What has been established as fact is that she was born around 1300 to a family that owned significant amounts of land in Poitou, in western France, and a fortune based on harvesting salt in Noirmoutier. In 1330 she married Olivier de Clisson, the lord of an independent duchy in in Brittany. It may have been a commercial and political alliance as much as a marriage, but two children followed fairly swiftly. Nevertheless, Jeanne didn’t hesitate to sue Olivier when he failed to stump up the annuity that had been promised to her as part of the marriage contract. Jeanne won the case, but there were no hard feelings, and two more children appeared soon after.
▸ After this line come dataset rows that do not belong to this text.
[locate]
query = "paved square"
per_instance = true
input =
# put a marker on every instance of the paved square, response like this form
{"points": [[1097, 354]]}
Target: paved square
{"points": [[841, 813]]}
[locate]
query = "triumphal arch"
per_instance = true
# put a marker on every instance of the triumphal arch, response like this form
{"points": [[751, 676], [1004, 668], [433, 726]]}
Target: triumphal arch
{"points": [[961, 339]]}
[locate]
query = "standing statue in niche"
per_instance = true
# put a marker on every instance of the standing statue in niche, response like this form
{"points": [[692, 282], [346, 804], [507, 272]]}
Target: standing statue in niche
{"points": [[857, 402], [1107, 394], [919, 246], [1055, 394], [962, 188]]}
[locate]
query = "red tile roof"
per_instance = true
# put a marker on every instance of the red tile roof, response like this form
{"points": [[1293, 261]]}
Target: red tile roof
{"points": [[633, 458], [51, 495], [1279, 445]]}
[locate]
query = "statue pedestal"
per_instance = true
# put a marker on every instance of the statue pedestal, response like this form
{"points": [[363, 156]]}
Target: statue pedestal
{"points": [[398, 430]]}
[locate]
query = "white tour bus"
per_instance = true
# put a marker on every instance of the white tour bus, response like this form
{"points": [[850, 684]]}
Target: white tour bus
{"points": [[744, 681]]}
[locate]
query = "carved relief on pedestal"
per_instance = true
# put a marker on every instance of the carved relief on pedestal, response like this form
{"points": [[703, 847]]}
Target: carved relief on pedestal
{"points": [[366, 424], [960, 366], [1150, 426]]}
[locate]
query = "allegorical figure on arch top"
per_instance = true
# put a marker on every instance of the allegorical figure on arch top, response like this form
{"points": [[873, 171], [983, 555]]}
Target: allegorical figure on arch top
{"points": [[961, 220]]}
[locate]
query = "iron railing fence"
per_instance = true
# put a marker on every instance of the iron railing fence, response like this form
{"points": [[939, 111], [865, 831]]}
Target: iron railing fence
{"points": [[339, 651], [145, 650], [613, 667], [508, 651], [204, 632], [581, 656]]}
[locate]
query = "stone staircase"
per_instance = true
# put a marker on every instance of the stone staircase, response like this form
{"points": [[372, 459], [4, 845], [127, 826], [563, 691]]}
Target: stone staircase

But it all came unstuck from 1341 onwards, when the Duke of Brittany died without leaving an heir, and Kings Edward III of England and Philippe IV of France began to scrap over the duchy via their proxies. To begin with Olivier de Clisson supported Phillipe, but the French king somehow managed to alienate his supporters in the west of France and Olivier switched sides. During a period of truce, he was foolish enough to go to Paris for a big tournament, whereupon Philippe had him arrested in front of the multitudes, shut up in the Chatelet prison for months, and then beheaded in August 1343. Olivier’s head was sent to Nantes to be displayed on a pike.
Jeanne was not going to take this lying down. After delivering a bloodcurdling speech to her children in front of Olivier’s head, she rallied 400 troops and attacked the castle of a French loyalist: she presented herself as a social caller, but as soon as the gates were thrown open, the warriors she had concealed in the bushes rushed in and massacred the 800 inhabitants of the castle.
Jeanne fled France to place herself and her children under the protection of Edward III – and this is where the piracy comes in. Over a number excursions on the high seas she apparently killed numerous French merchants – quite why she felt moved to do this is unclear. Was she defending her honour? Was she trying to seize their cargo so as to replenish the family coffers? Was it ‘commerce raiding’, designed to intimidate and to disrupt the enemy’s logistics and supply?
Unfortunately – or perhaps fortunately, for the bit players concerned – none of the most lurid events in the last two paragraphs can be verified. There are no references to them in any contemporaneous documents, and it’s not until the nineteenth century that these details emerge.
Whatever happened during the Channel crossings, it wasn’t enough to put off Edward III. He facilitated a mutually convenient marriage between Jeanne and one Walter Bentley, whom the king installed as governor of Brittany. It took another court case for Jeanne to get her lands back, but she liked litigation and was good at it.
The piracy, if it ever existed, seems to have been a bit of an improvised side-hustle, the ‘bloody lioness’ tag notwithstanding. Jeanne’s real metier was defending and restoring the family name and fortune. The present town hall of Belleville is built on the site of de Belleville castle.